Continuing my exploration of American history in Arizona in the late 90s, I read “Killing the White Man’s Indian: Reinventing Native Americans at the End of the Twentieth Century,” by Historian Fergus M. Bordewich, and most recently, “An Indigenous Peoples’ History of the United States,” a scholarly work by Roxanne Dunbar-Ortiz that, in my view, should be required reading in every high school in America.
Sometime in the mid-1980s, I was invited by a friend to join her in attending a “Sweat Lodge” conducted by a spiritual leader at the Gila Indian Reservation, set up through the Heard Museum. The sweat lodge is a purification ceremony inside a round structure made of Ocotillo, dried Saguaro Cactus, and other natural materials, bound with twine and covered in large blankets. Heated stones are placed in the center.
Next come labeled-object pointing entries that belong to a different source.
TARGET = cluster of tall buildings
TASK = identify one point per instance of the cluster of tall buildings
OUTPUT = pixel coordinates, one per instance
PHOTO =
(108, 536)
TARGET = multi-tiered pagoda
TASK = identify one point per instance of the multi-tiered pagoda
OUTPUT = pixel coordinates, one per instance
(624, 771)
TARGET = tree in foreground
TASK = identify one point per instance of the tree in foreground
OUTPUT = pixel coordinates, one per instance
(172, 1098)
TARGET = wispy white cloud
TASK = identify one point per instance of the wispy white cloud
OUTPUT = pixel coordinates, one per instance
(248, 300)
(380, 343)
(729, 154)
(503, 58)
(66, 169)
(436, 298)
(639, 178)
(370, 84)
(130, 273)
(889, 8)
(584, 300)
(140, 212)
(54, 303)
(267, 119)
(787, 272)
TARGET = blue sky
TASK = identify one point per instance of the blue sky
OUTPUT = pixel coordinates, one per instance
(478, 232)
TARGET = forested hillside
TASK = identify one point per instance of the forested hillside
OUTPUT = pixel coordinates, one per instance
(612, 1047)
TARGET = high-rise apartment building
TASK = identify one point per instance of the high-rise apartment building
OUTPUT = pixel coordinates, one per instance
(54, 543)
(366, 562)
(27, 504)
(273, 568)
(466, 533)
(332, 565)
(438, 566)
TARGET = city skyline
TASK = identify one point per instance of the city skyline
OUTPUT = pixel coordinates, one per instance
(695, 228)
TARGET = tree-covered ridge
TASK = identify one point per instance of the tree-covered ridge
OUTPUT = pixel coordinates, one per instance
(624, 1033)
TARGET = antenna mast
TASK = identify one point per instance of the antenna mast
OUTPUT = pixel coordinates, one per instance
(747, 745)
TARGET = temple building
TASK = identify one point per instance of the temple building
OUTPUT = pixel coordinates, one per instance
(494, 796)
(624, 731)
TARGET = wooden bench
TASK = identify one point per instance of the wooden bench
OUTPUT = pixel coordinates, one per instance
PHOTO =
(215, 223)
The ritual began in the mid-afternoon with the building of a large bonfire to heat stones. Both men and women participated, though there were more women, and I was one of only 3 non-tribal guests. While the bonfire burned, three tribal members crowded around a large drum and beat the drum in unison, chanting. This went on until the fire died down at dusk.
Before we entered the “lodge,” we were told that it would get quite hot in there (perhaps stifling) and that once it began, we could not leave as it would disrupt the ceremony, so we were told that if we felt like we were going to faint, to lay down close to the ground at the back of the lodge where the air is coolest.
Then the men stripped down to just shorts and the women to bra and shorts and we retired to the inside of two lodges (one for men and one for women). I was the only non-tribal participant in the men’s lodge. We sat around a small pit in the center, knee to knee and an attendant brought a number of the hot stones inside to the center of the structure and then, after providing us with water to drink during the ceremony, left, closing the flap. All we could see is the glow of the rocks.
The spiritual leader began the ceremony by lighting a small candle and placing sacred herbs and water on the stones, thus creating an intimate circle of men in sauna-like conditions. Then the leader said a prayer in his native language, then translating it and invited each of us to sing a song of meaning and/or speak a prayer and then express our fears and hopes to the group, beginning with the four directions. The Sweat Lodge, I learned, represents the womb of Mother Earth and is a sacred space to ask for healing, forgiveness, hope, vision, to offer thanks, and to ask for anything else one might need in their individual journeys.
The singing and speaking moved from person to person, two of which came from other tribes—one from Oklahoma and another from Minnesota, multiple times around for what seemed like hours and the heat was almost unbearable. Twice, I leaned back to catch some cool air at a small gap where the blankets that covered the structure met the ground. When it was my turn to choose a song, all I could think of was, “Kum Bah Yah.” Afterwards, we all exited the lodges and dressed to enjoy an amazing meal in the cool desert air.
My sweat lodge experience was transformative. It was my first interaction with the tribes of my adopted State, and it set me on a new trajectory where I learned to trust my instincts, forgive my adolescent misbehaviors, and move on to a more value-centered life. To the surprise of many (including my parents), I succeeded in business and in life. I married, started a family, and, to this day, continue on my journey through the Maze.